Unsupervised learning is the only way bots can evolve beyond their original knowledge capability – unless there is a continuous feedback loop, bots cannot advance and be refined to help the customer in the best possible way. Unsupervised learning involves recognition of common human responses like, “Thanks, that was helpful,” or “No, that did not solve my problem.” Data on those exchanges can be fed to product managers who analyze the effectiveness of all of the bot’s answers to different questions, classify them, and then teach it more vocabulary.

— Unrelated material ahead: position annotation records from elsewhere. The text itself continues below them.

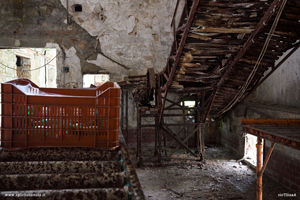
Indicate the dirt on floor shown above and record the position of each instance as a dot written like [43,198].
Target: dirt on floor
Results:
[220,176]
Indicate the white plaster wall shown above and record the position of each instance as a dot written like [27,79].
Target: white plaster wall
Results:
[283,86]
[135,33]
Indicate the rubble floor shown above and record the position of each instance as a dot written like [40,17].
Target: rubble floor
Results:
[219,177]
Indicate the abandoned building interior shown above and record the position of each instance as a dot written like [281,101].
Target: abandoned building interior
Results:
[148,99]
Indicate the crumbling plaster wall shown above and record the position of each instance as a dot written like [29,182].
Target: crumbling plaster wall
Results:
[38,23]
[122,37]
[135,33]
[277,97]
[283,86]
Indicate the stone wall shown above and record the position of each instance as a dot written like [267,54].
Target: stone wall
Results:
[277,97]
[122,37]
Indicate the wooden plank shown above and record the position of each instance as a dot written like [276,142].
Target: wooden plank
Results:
[224,30]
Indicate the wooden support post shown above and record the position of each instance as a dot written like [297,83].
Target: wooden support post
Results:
[184,127]
[258,169]
[197,138]
[267,157]
[202,105]
[122,113]
[127,115]
[139,136]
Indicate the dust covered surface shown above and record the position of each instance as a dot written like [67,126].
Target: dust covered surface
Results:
[219,177]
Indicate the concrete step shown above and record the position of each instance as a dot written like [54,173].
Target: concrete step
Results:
[59,154]
[61,181]
[75,194]
[59,167]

Nuance, the creator behind Viv (Siri 2.0), is working to create a richer dialogue and illustrating context. Viv can recognize follow-up questions as a refinement of the previous question, for example. A bot like Alexa may know 50,000 words and may be able to apply them to a few hundred circumstances.1 By no means can chatbots converse at this point – this isn’t Iron Man, even though a Jarvis does exist that can remind you to do things.2
Current limitations notwithstanding, the upside in general is that bots can understand simple commands, perform tasks, and deliver help content within their own specialization. This has added benefits, like eliminating the need to surf for, download, and register with apps. In fact, there is even research that shows people are using far fewer apps than they download.3 With 2 million apps available and thousands more submitted every day, humans are feeling app fatigue.4
Chatbots still cannot expect the unexpected. Yet. And part of the shift in our understanding is that if we are giving up the human-to-human communication style and we accept talking to a machine with inherently limited ability, we should be getting something in return. That is, a heightened level of knowledge about us and an instantaneous recollection of our query history as well as information on our habits, preferences, and recurring instances.

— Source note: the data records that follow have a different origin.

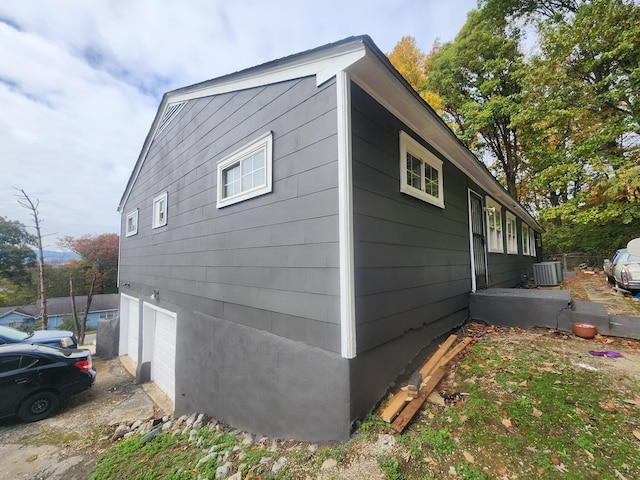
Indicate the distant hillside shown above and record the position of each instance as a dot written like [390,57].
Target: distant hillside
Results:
[51,257]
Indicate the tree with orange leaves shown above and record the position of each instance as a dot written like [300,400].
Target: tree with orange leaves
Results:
[414,65]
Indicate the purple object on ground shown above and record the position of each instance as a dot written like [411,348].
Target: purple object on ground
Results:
[606,353]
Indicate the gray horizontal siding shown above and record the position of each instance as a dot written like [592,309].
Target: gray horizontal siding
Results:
[270,262]
[412,264]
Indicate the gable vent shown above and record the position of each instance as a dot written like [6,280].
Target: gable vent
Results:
[169,114]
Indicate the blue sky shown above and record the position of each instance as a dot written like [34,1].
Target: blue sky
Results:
[81,80]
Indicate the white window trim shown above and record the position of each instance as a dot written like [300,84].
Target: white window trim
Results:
[263,142]
[495,238]
[133,216]
[512,241]
[525,239]
[157,222]
[409,144]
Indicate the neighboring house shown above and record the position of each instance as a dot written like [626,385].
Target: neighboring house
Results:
[102,306]
[17,316]
[294,234]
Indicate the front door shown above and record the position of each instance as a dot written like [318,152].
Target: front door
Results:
[478,254]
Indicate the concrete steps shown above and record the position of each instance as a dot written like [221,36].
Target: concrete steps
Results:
[547,308]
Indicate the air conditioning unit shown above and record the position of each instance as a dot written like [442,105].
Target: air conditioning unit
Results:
[547,273]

Bots have their own intelligence level in their little microworld that they understand:
- They are not sentient beings, they are looking for markers to classify interactions as good or bad to enable improvement
- The best bots will absorb knowledge gained from interactions and incorporate it into the feedback used to teach it
- They should be able to recognize that time has passed and circumstances might be different even if the query is the same
- If they are really on the cutting edge, they can predict what you need
Alexa, for example, cannot predict yet – Echo is supervised learning only so far. And while Facebook Messenger has a whole bucket for search results labeled “BOTS,” its bot engine does not use deep learning.5 It is on an AI platform, but businesses will need to consider how their bots can evolve based on past interactions to better serve their customers.
Relationships and context
Talking to a bot instead of a human is a tradeoff we’re willing to make, but with the implicit understanding that the bot learns about us and retains that information. We seldom get to experience that with human support agents, so in that sense we will be much better served by bots than we are now by humans. The likelihood of customer satisfaction and a positive experience potentially increases since we have expectations that are more likely to be met.
Context will satisfy a customer, and that is where bots can add real value. Providing context in responding to customer needs will result in a more pleasant experience than dealing with a human and having to explain your backstory or hope they have a log of it somewhere. Context can be what we get back in return for accepting bots. And the feedback that is generated by the user’s verbal reaction to a given answer will inform the chatbot’s responses from then on as it builds knowledge.
Most chatbots assess the customer’s state, then provide content. It then assesses state again – that is, whether it has helped or not – and then provides content. And on and on until the query is resolved, whether the customer seeks help with an issue, more information about a product or service, or even a tutorial. And it all can be delivered with a quick reply, without having to take up your full attention with a phone call.
Even better – where businesses are concerned, capability should be embedded in the bot to recognize when it cannot help the customer, and send that person to a human for those higher level situations. By the same token, if the bot’s confidence in the answer it provides is high enough, it knows there is no need to send the customer to an agent.
As long as businesses incorporate the feedback with programming that recognizes positive and negative outcomes, enabling the right content to be delivered, bots will become more ingrained in our daily lives. At the moment, this feedback system is still being honed by developers. But the user must be the central focus of bots’ evolution, not the gimmick, and customer success the ultimate goal.
- Alexa is a chatbot embedded in a free-standing device by Amazon, called Amazon Echo. By calling to it with the name Alexa, a human can activate the chatbot and ask it questions or prompt it to do things like play music.
- See product introduction at http://hellojarvis.io; see also Eric Ravencraft, “Jarvis Is a Facebook Chat Bot That Can Handle Your Reminders,” Lifehacker.com, May 16, 2016 and Paul Morris, “Say Hello to Jarvis, a Facebook Messenger Chat Bot That Can Set Reminders for You,” Redmond Pie, May 22, 2016.
- See James Tiongson, Mobile App Marketing Insights: How Consumers Really Find and Use Your Apps, thinkwithgoogle.com and Ipsos MediaCT, May 2015.
- See “Number of apps available in leading app stores as of June 2016,” Statista.com; and “App Store Metrics,” Pocketgamer.biz.
- Deep learning is a branch of machine learning that focuses on building and train- ing neural networks through analysis of patterns of data input.